The hardship really falls on the unsecured creditors. This usually means suppliers and can mean bank loans that are not personally guaranteed.
The company, through its intermediaries and the court, made an offer to the creditors based upon ability to pay. In this instance it was 100 cents on the dollar but paid over 36 months. And, oh yes, interest charges stopped. In many prior instances of this type of agreement with the creditors, the debt was negotiated down to levels that the company could tolerate. Many deals have been struck at 35 cents on the dollar.
But is this the right way to help a company? Faced with insurmountable debt, a company has no operating room, no credit and is in serious danger that any minor bump in the road will send it careening off the edge. Just think of General Motors. And many companies have accumulated huge amounts of debt during this recession – loans from banks, loans from government, suppliers unpaid, Revenue Canada remittances, unpaid taxes. Far too many owners also borrowed heavily from their own resources (house and credit cards) to keep the company afloat.
So if the company gets no help, it disappears, taking jobs and family assets with it.

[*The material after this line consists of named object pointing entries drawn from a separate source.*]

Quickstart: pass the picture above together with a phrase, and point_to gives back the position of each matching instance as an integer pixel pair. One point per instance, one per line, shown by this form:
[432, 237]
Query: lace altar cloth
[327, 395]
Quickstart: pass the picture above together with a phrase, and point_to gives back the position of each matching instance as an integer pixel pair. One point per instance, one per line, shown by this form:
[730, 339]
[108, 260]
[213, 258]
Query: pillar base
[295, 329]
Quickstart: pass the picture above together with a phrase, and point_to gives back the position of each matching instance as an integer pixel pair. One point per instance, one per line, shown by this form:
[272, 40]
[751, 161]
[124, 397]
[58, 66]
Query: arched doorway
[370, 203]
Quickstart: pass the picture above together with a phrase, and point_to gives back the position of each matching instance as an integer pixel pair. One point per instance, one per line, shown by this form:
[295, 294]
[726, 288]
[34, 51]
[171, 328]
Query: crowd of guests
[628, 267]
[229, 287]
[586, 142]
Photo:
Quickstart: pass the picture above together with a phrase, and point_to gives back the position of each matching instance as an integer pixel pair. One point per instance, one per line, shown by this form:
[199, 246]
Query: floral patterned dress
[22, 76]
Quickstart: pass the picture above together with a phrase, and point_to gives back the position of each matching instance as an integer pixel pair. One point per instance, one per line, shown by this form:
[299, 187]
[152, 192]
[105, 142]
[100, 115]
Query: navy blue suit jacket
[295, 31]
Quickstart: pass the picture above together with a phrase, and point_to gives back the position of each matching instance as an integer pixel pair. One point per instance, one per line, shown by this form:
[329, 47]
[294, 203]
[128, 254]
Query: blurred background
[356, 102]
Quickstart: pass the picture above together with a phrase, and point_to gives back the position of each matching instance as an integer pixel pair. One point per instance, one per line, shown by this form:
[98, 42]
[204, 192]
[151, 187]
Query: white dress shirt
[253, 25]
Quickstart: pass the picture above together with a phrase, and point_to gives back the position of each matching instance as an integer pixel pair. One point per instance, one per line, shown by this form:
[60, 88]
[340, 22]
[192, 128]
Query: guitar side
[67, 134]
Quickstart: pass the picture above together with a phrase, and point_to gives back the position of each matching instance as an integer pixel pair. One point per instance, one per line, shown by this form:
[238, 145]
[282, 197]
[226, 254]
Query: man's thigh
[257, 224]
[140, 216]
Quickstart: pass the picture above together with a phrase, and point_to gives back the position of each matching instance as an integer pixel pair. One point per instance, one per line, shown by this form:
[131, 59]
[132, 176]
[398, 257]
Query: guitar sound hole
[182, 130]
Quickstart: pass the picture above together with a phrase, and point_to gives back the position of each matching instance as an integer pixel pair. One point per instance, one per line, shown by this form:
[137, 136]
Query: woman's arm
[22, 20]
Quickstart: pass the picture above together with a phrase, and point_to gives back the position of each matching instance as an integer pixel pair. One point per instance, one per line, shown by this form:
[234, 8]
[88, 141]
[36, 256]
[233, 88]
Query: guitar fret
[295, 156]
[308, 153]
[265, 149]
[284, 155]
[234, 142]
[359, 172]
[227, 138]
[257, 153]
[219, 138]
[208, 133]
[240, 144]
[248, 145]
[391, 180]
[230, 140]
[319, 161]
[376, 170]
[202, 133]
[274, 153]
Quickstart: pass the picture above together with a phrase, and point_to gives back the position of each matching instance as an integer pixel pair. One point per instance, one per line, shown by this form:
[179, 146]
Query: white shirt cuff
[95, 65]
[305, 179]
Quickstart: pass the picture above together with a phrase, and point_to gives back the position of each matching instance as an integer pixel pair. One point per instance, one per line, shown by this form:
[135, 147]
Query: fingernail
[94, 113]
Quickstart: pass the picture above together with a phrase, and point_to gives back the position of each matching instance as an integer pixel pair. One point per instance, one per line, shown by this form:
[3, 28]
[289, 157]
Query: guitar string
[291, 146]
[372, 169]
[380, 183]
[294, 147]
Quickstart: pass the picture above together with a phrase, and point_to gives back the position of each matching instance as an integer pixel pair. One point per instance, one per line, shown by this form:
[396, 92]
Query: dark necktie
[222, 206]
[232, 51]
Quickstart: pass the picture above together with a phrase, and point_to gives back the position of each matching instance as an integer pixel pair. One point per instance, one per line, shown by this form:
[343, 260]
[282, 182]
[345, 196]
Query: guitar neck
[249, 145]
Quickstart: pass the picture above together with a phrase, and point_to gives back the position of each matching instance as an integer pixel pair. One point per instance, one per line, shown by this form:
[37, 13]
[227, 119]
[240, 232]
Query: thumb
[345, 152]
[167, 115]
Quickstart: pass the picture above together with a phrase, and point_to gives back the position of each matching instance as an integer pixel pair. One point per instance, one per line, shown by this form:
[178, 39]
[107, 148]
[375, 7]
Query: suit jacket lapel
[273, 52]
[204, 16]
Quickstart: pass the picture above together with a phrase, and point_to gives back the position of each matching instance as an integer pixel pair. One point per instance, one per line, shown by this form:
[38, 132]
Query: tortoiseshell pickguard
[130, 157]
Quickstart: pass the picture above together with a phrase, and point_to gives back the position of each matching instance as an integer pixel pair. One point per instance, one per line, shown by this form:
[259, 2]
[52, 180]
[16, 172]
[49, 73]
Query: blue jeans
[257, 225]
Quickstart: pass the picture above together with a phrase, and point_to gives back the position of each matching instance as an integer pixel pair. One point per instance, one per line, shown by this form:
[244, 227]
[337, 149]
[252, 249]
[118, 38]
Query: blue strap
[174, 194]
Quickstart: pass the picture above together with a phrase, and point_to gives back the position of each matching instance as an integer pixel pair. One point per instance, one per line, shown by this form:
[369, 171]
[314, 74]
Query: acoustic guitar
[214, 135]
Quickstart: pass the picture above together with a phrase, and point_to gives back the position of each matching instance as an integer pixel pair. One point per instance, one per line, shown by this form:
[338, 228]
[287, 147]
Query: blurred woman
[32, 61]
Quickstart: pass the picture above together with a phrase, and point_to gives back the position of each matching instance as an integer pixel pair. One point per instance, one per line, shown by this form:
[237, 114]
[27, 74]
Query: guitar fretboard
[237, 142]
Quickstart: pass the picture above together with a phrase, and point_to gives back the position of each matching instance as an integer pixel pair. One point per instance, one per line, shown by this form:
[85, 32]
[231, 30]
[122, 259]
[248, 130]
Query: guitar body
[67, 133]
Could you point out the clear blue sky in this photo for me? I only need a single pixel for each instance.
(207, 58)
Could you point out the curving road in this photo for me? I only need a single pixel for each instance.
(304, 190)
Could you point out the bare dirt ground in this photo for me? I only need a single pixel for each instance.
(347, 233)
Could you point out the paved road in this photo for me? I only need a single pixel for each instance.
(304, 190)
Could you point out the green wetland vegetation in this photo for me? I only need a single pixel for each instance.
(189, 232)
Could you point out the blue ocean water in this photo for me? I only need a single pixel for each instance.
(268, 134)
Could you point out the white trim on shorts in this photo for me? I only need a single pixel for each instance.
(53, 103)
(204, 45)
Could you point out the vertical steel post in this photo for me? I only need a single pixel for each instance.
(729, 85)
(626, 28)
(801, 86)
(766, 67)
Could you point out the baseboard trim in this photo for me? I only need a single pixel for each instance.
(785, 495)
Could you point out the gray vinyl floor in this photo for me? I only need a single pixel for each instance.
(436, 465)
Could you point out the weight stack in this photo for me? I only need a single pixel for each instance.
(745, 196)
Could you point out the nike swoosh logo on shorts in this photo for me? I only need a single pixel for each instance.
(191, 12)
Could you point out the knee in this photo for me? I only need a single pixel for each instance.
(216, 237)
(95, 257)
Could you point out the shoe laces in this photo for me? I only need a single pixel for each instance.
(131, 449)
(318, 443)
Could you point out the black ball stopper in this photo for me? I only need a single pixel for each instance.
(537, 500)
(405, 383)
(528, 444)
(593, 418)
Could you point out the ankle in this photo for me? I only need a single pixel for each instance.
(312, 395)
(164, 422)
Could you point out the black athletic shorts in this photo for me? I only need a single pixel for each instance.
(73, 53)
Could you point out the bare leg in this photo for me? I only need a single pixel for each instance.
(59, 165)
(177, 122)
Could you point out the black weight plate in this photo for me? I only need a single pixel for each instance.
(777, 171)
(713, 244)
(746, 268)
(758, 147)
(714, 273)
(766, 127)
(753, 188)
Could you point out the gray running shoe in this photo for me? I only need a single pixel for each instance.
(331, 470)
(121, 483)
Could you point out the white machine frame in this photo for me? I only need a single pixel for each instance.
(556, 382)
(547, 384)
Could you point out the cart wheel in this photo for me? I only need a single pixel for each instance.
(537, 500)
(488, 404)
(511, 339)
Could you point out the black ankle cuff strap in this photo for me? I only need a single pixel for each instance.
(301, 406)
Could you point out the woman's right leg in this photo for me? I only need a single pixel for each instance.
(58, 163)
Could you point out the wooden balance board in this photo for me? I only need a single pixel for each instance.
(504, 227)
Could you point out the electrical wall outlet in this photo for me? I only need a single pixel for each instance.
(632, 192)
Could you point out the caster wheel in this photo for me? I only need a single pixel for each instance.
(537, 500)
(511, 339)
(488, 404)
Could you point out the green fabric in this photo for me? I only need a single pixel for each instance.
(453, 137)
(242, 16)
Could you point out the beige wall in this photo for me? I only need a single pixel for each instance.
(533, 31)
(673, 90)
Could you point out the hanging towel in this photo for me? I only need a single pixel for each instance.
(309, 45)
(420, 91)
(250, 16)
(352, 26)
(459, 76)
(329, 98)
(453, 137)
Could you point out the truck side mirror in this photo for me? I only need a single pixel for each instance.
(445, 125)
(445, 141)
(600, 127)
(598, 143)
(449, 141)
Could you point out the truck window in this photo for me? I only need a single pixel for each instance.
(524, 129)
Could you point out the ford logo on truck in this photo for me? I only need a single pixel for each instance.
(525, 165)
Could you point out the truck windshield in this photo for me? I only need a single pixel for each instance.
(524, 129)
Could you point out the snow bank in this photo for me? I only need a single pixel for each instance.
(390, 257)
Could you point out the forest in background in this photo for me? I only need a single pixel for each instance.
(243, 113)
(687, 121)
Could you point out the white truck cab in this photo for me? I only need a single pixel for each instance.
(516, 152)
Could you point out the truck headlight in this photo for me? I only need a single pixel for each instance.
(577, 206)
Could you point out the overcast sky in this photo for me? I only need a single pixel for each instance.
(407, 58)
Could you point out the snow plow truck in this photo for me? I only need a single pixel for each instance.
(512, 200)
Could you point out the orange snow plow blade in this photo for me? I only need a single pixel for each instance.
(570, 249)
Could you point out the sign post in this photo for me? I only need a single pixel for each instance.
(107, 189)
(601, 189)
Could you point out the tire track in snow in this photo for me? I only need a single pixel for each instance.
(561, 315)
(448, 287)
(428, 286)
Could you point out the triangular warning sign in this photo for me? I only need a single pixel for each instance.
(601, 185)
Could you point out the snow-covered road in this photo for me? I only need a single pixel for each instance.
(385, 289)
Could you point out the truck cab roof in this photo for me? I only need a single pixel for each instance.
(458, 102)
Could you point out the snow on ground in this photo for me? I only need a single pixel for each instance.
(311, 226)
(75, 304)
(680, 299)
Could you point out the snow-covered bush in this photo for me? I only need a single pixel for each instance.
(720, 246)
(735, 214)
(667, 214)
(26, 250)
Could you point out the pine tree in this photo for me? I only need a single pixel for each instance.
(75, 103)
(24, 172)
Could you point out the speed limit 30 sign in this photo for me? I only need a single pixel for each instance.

But a bout of debt relief is not a solution for long term problems. Typically the company has seen falling sales and has lost the art of managing the company. In order to make this succeed, the marketing and sales have to be completely re-worked, pricing and costs have to be addressed, and most of all, the manager or owner needs a set of metrics in order to know when the business is on track.
If you can’t fix sales, a financial turnaround just doesn’t work. If you only fix the sales and marketing, the finances can pull down a very busy and otherwise profitable company.